“The [Japanese] central bank’s implementation of quantitative easing at a time of zero interest rates was similar to a shopkeeper who, unable to sell more than 100 apples a day at Y100 each, tries stocking his shelves with 1,000 apples, and when that has no effect, adds another 1,000. As long as the price remains the same, there is no reason consumer behaviour should change – sales will remain stuck about 100 even if the shopkeeper puts 3,000 apples on display. This is essentially the story of quantitative easing, which not only failed to bring about economic recovery, but also failed to stop asset prices from falling well into 2003.”
- Richard Koo, ‘The Holy Grail of Macro Economics: Lessons from Japan’s Great Recession’ (John Wiley 2008).
President Harry S Truman famously called for a one-handed economist, given the propensity of his economic advisors to blather “on the one hand.. and on the other..” Those who like their economics comparably definitive should warm to Richard Koo, Chief Economist of Nomura Research Institute, whose book on the Japanese recession amounts to one of the clearest explanations of the mess we’re now in. The Centre for Strategic & International Studies carries a presentation from Richard Koo which summarizes his book.
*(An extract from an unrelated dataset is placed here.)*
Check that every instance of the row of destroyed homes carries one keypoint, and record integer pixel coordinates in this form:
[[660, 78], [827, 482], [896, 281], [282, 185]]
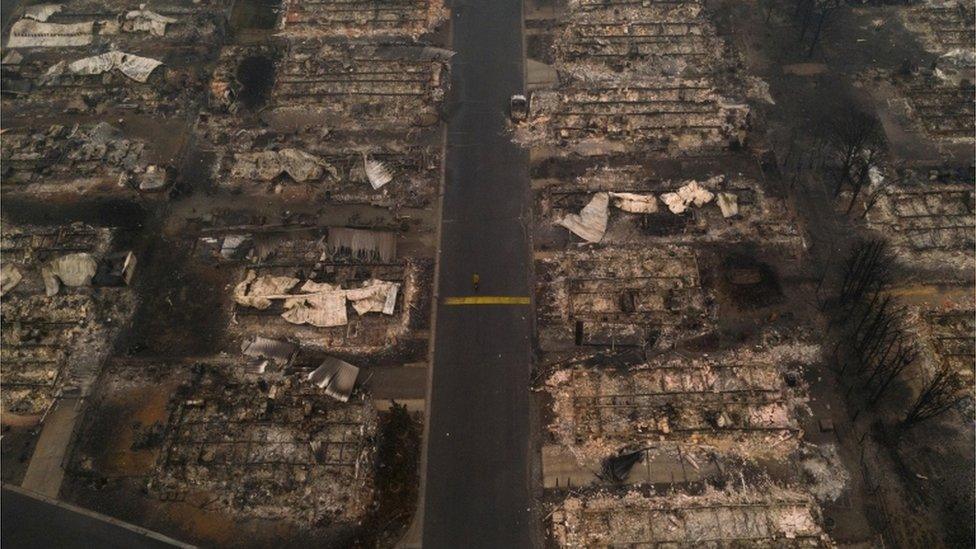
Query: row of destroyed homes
[[273, 169], [673, 370]]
Seekers after truth would be well advised to turn off Bubblevision and Pestovision and quietly contemplate Mr. Koo’s considered presentation for the hour or so that it lasts.
There is a particularly interesting anecdote about 31 minutes into the presentation. Mr. Koo refers to the Latin American debt crisis of the early 1980s – which at the time amounted to the worst banking crisis in US history. Nassim Taleb pointed out in ‘The Black Swan’ that
“In the summer of 1982, large
American banks lost close to all their past earnings (cumulatively), about
everything they ever made in the history of American banking – everything.”